Dari target 75 persen partisipasi pemilih, alhasil realisasi partisipasi pemilih pada Pilkada 2024 di angka 62,51 persen. Angka tersebut turun dibanding Pilkada 2020 yang mencapai 67,9 persen.
Komisioner KPU Trenggalek Divisi Sosialisasi Pendidikan Pemilih, Partisipasi Masyarakat, dan Sumber Daya Manusia, Imam Nurhadi mengatakan bahwa dalam hal ini sosialisasi oleh KPU sudah dilakukan secara maksimal.
“KPU sudah sosialisasi sampai tingkat TPS, bahkan di masjid dan musala.
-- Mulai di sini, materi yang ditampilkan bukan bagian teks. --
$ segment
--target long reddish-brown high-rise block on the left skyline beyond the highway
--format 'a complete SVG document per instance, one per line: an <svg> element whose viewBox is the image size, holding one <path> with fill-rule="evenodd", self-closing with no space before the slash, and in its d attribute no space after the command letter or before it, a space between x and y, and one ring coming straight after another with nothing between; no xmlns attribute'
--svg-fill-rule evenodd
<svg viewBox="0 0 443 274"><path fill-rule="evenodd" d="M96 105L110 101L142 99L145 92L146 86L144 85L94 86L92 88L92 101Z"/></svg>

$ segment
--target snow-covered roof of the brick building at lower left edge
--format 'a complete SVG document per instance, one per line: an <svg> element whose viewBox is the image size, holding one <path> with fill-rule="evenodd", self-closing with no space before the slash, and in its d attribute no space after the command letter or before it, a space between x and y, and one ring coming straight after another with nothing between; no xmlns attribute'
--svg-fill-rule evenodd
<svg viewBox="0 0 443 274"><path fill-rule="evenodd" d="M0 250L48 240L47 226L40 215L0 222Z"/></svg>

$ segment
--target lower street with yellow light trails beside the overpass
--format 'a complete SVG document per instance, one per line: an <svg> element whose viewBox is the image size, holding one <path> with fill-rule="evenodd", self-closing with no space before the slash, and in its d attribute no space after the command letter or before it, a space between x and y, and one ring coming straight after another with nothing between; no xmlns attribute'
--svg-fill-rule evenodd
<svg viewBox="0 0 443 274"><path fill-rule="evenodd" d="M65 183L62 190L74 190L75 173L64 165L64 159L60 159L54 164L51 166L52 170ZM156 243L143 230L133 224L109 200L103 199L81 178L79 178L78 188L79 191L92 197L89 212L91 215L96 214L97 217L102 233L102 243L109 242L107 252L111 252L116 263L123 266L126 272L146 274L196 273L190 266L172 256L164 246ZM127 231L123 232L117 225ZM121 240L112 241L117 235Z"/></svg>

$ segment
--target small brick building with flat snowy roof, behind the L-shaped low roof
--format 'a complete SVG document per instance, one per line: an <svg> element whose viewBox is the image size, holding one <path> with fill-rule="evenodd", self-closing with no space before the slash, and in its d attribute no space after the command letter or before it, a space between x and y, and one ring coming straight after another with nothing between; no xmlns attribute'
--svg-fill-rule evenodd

Sosialisasi sesuai standar KPU, dan anggaran yang digunakan juga optimal,” ungkapnya, (4/12/2024).
Nuha biasa disapa juga menerangkan, terkait efektivitas sosialisasi yang dianggap tidak tepat sasaran, termasuk dari Bawaslu dan beberapa partai, KPU telah meresponnya.
KPU juga menyayangkan pernyataan Bawaslu terkait inovasi yang mereka maksud, seperti pemberian hadiah. Dalam regulasi, tidak bisa dipertanggungjawabkan.
“Memilih adalah hak, bukan sesuatu yang harus diberi stimulus,” ucapnya.
Apalagi soal anggaran, bahwa sosialisasi telah sesuai dengan porsinya. Bahkan KPU Provinsi telah menyarankan jika anggaran untuk sosialisasi minimal di angka 18 persen. Tapi yang terpakai hanya sekitar empat sampai enam persen.
“Anggaran sosialisasi ini disediakan sekitar Rp 6-7 miliar, dan terpakai sekitar Rp 4-5 miliar,” terang Nuha.
Nuha juga mnambahkan jika faktor lain yang mempengaruhi partisipasi pemilih salah satunya hanya ada satu pasangan calon (paslo) yakni Ipin-Syah.
Selain itu juga adanya pengurangan jumlah Tempat Pemungutan Suara (TPS), serta kendala distribusi surat pemberitahuan.
“Dari situ pada pilkada tahun ini ada penurunan sekitar 5,39 persen dibanding pilkada sebelumnya. Padahal target kami sekitar 75 persen,” paparnya.
Nuha juga menyampaikan berkurangnya jumlah TPS menjadi salah satu penyebab. Jumlah TPS berpengaruh dekat atau jauhnya jarak yang ditempuh pemilih untuk datang. Itu terlihat pada Pilkada tahun ini, ada 1.115 TPS.
Sedangkan pada 2020 ada 1.550 TPS. Dimungkinkan kondisi tersebut membuat distribusi surat pemberitahuan (C6) tidak merata dan banyaknya pemilih yang tidak kembali ke daerah asal untuk mencoblos juga menjadi kendala.
“Ada C6 pemberitahuan yang tidak terdistribusikan, berbagai faktor seperti ada yang meninggal, pindah pilih, juga ada yang tidak mau pulang untuk menggunakan hak pilih. Jadi hal itu kami anggap cukup mempengaruhi,” paparnya.